Professional Activists

 

Given the weak presence of leftist forces in the dynamics of these social movements and the limited support it provided them, a supposed alternative called civil society components comes to the fore. Rights organizations and observatories play a significant role in monitoring violations against protesters, raising awareness of their causes and activities, and logging and mapping protests and social movements. While these roles are important and commendable, they cannot fill the gap left by the absence of political movements with inclusive and collective projects. There are fundamental obstacles that prevent civil society components, even the most active and credible ones, from being the missing ingredient that Tunisian social movements need. With a few exceptions, they suffer from the same flaw that mars these movements: they fragment socioeconomic causes, decontextualize them, and fear politicizing them. Generally speaking, civil society components are, in definition, law, and practice, specialized in specific issues or concerns. Even the most “radical” ones have reformist goals and calculate their discourse and actions carefully to avoid accusations of politicization, partisanship, or “bias”. Likewise, civil society activities depend largely on external funding, both domestic and foreign. This funding does not necessarily prevent independent decision-making, but it often constitutes an inlet for agendas that do not necessarily match Tunisians’ priorities and situation. These entities also create a generation of “professional” and specialized activists most of whom work on only one issue or problem and master only one function.

 

Conclusion

 

This analysis of the ineffectiveness of Tunisian social movements and the obstacles to their development does not derogate from them or their struggles. Most social movements occur in peripheral regions, where the presence of parties, unions, and civil activists is weak and the mass media only ventures in rare cases. Consequently, it is difficult to secure support from party and civil forces and public sympathy.

 

Given the decline of party and ideological forces struggling against neoliberal policies, social movements remain essential for slowing the machine crushing socioeconomic rights. These movements are also helping to build pressure, develop experience, demands, and means of action, and keep the embers of citizenship and dignity burning until they can break free of their geographical and ideological confines and broaden their horizons.

 

This article is an edited translation from Arabic.

 

[1] Map of Thirst for 2020, WatchWater.

[2] “Istihlak al-Miyah al-Mi’daniyya fi Tunis, al-Waqi’ wa-Tahaddiyat”, WatchWater, July 2021.
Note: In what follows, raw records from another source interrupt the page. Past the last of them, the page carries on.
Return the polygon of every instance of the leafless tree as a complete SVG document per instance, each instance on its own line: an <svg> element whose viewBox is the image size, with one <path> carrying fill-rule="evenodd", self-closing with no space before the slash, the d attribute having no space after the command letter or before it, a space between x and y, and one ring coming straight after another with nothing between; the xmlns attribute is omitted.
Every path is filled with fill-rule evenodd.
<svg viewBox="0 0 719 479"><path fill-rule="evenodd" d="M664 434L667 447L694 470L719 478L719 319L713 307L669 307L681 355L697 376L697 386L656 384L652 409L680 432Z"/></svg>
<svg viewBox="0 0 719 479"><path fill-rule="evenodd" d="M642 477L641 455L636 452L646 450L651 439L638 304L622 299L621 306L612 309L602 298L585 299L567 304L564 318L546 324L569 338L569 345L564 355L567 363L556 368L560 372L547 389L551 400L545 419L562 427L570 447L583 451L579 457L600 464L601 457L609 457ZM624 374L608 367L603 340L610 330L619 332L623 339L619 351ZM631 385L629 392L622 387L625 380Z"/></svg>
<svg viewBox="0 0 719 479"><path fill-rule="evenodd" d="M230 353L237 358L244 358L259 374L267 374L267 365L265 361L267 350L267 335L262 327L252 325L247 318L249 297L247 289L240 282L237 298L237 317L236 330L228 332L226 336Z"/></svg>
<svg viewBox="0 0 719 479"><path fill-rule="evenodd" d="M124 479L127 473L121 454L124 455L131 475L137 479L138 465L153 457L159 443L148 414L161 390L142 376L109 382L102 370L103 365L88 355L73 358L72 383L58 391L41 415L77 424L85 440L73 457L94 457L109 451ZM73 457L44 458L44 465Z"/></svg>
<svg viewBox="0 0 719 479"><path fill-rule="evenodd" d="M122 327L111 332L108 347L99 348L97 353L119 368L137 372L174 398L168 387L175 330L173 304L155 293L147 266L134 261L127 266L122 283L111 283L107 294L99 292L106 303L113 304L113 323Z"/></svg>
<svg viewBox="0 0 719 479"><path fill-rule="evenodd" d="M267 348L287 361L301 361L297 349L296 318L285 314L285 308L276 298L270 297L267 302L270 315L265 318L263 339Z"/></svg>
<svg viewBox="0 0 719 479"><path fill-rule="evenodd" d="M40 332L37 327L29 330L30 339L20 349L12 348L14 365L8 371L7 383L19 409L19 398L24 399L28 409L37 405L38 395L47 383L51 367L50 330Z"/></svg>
[3] See the national strategy for waste disposal developed by the National Waste Disposal Agency.

[4] See Tunis Afrique Presse’s interview with Mabrouk Korchid.

[5] Mohamed Elloumi, “Les terres domaniales en Tunisie”, Études Rurales, is. 192, 2013, p. 43-60.

[6] Ibid., and Werner K. Ruf, “Le socialisme tunisien: conséquences d’une expérience avortée”, Introduction à L’Afrique Du Nord Contemporaine, p. 399-411.

[7] See the reports by the Tunisian Forum for Economic and Social Rights for 2018, 2019, and 2020.